I have that format of date Tue Dec 31 07:14:22 0000 2013 in string and I need to convert it to Date object where the timestamp field is to be indexed in scala spark
CodePudding user response:
You can do this by splitting the string column by space and converting that column to array type and then creating a new string column with any of the supported date format.
//Creating sample data
import org.apache.spark.sql.functions._
val df = Seq(("Tue Dec 31 07:14:22 0000 2013"),("Thu Dec 09 09:14:42 0000 2017")).toDF("DateString")
//creating new column of type array from string column
val df1 = df.withColumn("DateArray", split($"DateString", " "))
//Getting the required elements from the array column and combining them to get the date
val df2 = df1.withColumn("DateTime" , concat($"DateArray".getItem(5), lit("-"), $"DateArray".getItem(1), lit("-"),$"DateArray".getItem(2))).withColumn("Date",to_date($"DateTime","yyyy-MMM-dd"))
//Using display to show the content of the dataframe. you can also use .show method.
display(df2)
You can drop the columns that you don't require as per your output requirement.
you can see the output as below :
CodePudding user response:
to create an index for dates:
collection.createIndex(Indexes.ascending("date_column"))

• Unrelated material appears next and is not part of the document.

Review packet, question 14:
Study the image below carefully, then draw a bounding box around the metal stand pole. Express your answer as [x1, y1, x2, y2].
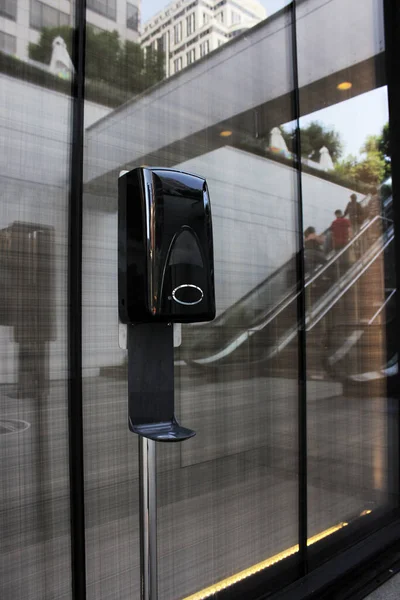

CodePudding user response:
TO CONVERT STRING TO DATETIME IN SPARK SCALA https://sparkbyexamples.com/spark/convert-string-to-date-format-spark-sql/ :
package com.sparkbyexamples.spark.dataframe.functions.datetime
import org.apache.spark.sql.SparkSession
import org.apache.spark.sql.functions.{col, to_date}
object StringToDate extends App {
val spark:SparkSession = SparkSession.builder()
.master("local")
.appName("SparkByExamples.com")
.getOrCreate()
spark.sparkContext.setLogLevel("ERROR")
import spark.sqlContext.implicits._
Seq(("06-03-2009"),("07-24-2009")).toDF("Date").select(
col("Date"),
to_date(col("Date"),"MM-dd-yyyy").as("to_date")
).show()
}